I rebooted it, it will be returning shortly.  Unless that error means something rather different than I think, I will be shutting down to replace the sata_mv card soon (pci-x card... used, I should not have used it.)

The sata_mv card in question is the older marvell supermicro 8 port sata card:

http://www.supermicro.com/products/accessories/addon/AOC-SAT2-MV8.cfm

which I only used because it was all I could find;   the store was out of what I use on
some of the other rebuilt mcp55 servers like burger:
http://www.supermicro.com/products/accessories/addon/AOC-SASLP-MV8.cfm

Update: rehnquist crashed again this morning, and I rebooted it. -Nick 11:36
We're going to be replacing sphinx with manticore.   It should be a matter of moving the cables; if we don't screw it up, it should be a matter of seconds.   worst case, 5 minutes downtime and we roll back.    It's the same quagga config, it's just better hardware.

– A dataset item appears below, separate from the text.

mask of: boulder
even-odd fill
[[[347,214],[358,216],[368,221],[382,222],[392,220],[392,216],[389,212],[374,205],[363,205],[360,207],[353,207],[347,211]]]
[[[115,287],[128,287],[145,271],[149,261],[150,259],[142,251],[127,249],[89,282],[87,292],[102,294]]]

And we're back.  It was about 5 minutes, but spread, which makes it worse.    around 30 seconds around 17:17 then around a minute at 17:23, then around two minutes around 17:53

We screwed up the vlan config;  we use a quagga software router, and the vlans are written in /etc/network/interfaces, while everything else is in quagga.   Being as we haven't rebooted the router in... a long time[1] this means that  we had a error in our interfaces file.  We rolled back, figured out the problem, fixed it, and rolled forward.

Anyhow, we're back online with a quagga box with a rather more powerful CPU (an E3-1220;  the full power 3.1ghz quad core version, not the dual core low power version I've been talking about using as a utility server) and we're keeping the old quagga server around just in case something horrible happens.  

[1]root@sphinx:~# uptime
 17:39:21 up 190 days, 17:47,  5 users,  load average: 0.00, 0.00, 0.00
 
Also note, the mac address of the router changed, so people that had statically routed to the link local address fe80::230:48ff:febc:a19a were broken until just now, when nick bound it to the new router.  Don't use that as the default gateway, please.